Context
A tokenized-asset issuer was preparing an onchain market for an asset that had not previously traded in that form. Creating the token established a representation and transfer path, but it did not create a durable market. The asset still needed inventory on both sides, a credible relationship to its reference value, participants willing to quote, and a primary process that connected secondary trading to issuance or redemption.
The issuer needed a liquidity strategy that explained how the market would begin and how it could persist after launch incentives or concentrated support were reduced. This distinction mattered because a market can look active during launch while remaining dependent on one provider, one pool, or one temporary allocation of capital.
Challenge
New tokenized assets often have asymmetric inventory. The issuer or an initial provider may hold most of the asset, while potential buyers hold the settlement asset. Market makers can quote only if they understand how inventory is obtained, financed, rebalanced, and returned. If redemption is slow, restricted, or operationally separate, secondary-market inventory can become stranded even when the underlying asset remains sound.

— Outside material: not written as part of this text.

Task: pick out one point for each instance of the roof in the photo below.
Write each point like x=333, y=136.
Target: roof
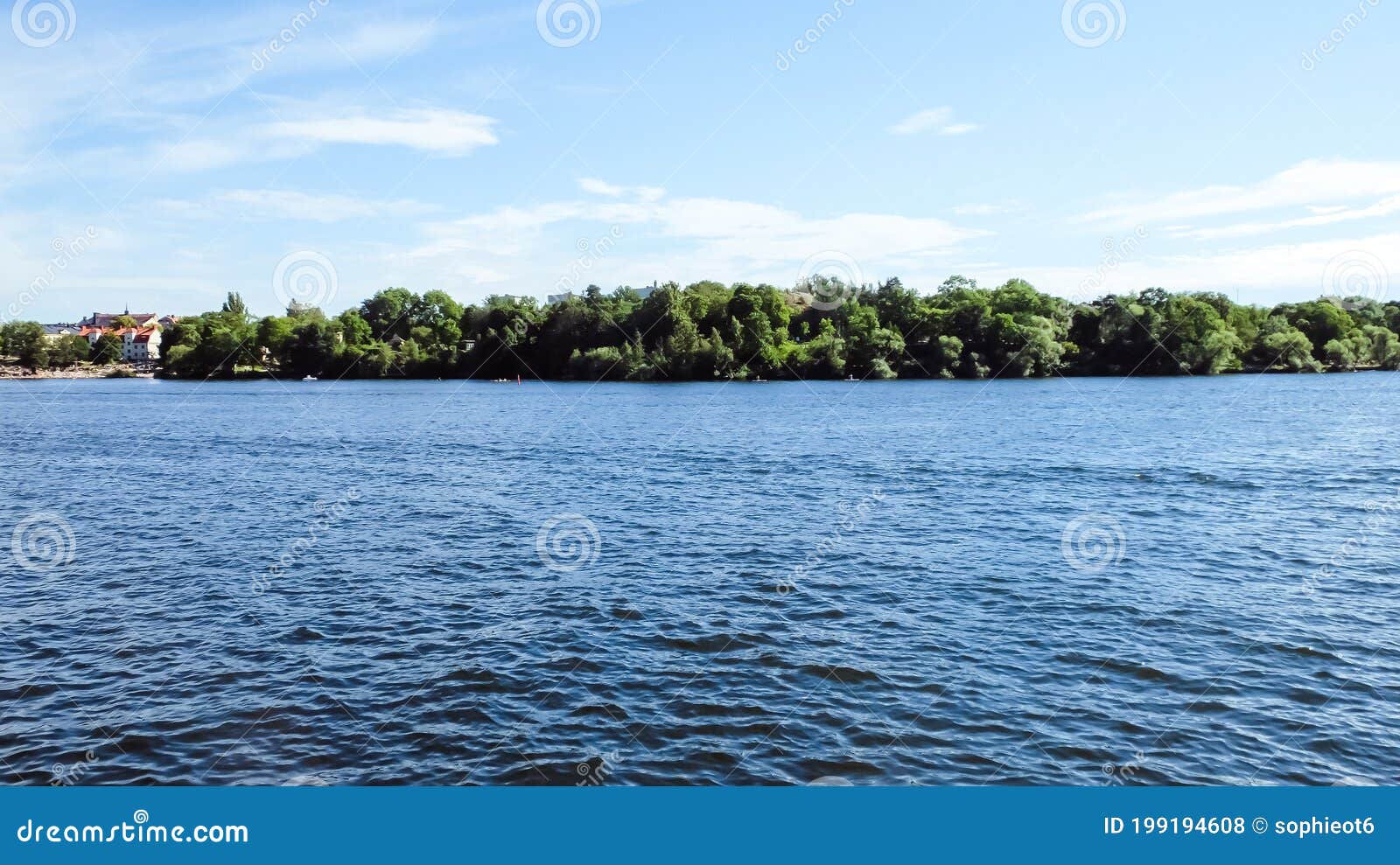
x=104, y=319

Reference-value alignment was another constraint. An oracle or published value can inform the market, but it does not guarantee execution at that value. Timing differences, valuation schedules, accrued claims, fees, and market hours can create legitimate deviations. A liquidity design had to distinguish those mechanics from a deteriorating market or stale input.
The choice of venue affected capital efficiency, discoverability, composability, and operational burden. Concentrated liquidity could improve normal pricing while increasing active management needs. Incentives could attract capital but also attract activity that disappeared when rewards ended. Fragmenting inventory across venues could make each market less useful. Exact curves and spreads were implementation choices, not a substitute for a strategy.
Approach
We mapped the asset lifecycle from primary issuance through holding, secondary transfer, and redemption. This showed where inventory entered and left the onchain market, who could access each path, and how long a market participant might carry exposure. The strategy treated redemption capacity and timing as market-structure inputs rather than back-office details.
We then modeled participant roles. The issuer, liquidity providers, market makers, holders, and integrators had different incentives and constraints. For each role, we identified the capital committed, risks carried, information required, and action available when inventory moved away from its target composition. This exposed where the design depended on a counterparty acting without a durable reason.
Venue selection followed the expected trading behavior and operational model. The analysis considered where price discovery should occur, which venue could support the asset's transfer restrictions or settlement mechanics, how routing would find liquidity, and whether the issuer could monitor fragmented positions. The goal was not to maximize venue count but to create a coherent path for users and inventory.
Market-maker incentives were linked to useful outcomes such as durable quoted liquidity, balanced inventory, and reliable participation, without relying on a single headline activity measure. The strategy considered how support could taper, what evidence would justify changing it, and how the issuer would avoid subsidizing flow that did not improve the market available to genuine users.
Launch versus sustainability
Launch planning focused on initial inventory, venue readiness, participant coordination, monitoring, and clear escalation when assumptions failed. Sustainable-market planning focused on recurring demand, redemption and issuance flows, capital economics, integration distribution, and the ability for more than one participant to provide liquidity.
Monitoring connected the two phases. The issuer needed to understand inventory concentration, reference-value deviation, redemption activity, venue fragmentation, and provider dependence. These observations were framed as decision inputs, not public performance claims. They supported a deliberate transition from controlled launch conditions to a market that could operate with less concentrated support.
Outcome
The strategy connects inventory, primary issuance and redemption, reference-value alignment, venue choice, market-maker incentives, and monitoring. The issuer has a sequence of market-design decisions, not a pool-and-wait recommendation.
Launch conditions and sustainable function are treated as distinct phases. Dependencies on providers, capital, and operational processes are explicit. The strategy describes how market evidence should inform adjustments without disclosing private trading or commercial terms.
What this demonstrates
Matariki approaches tokenized-asset liquidity as market infrastructure. The work joins asset mechanics, redemption, participant economics, venue design, and monitoring so liquidity support has a credible path beyond launch. This is relevant to issuers whose asset value depends on a primary process that secondary markets must reflect.
Confidentiality
This study excludes the issuer identity, asset, counterparties, exact curves, spreads, redemption terms, incentive amounts, inventory targets, and launch details. It describes the generalized strategy and decision framework.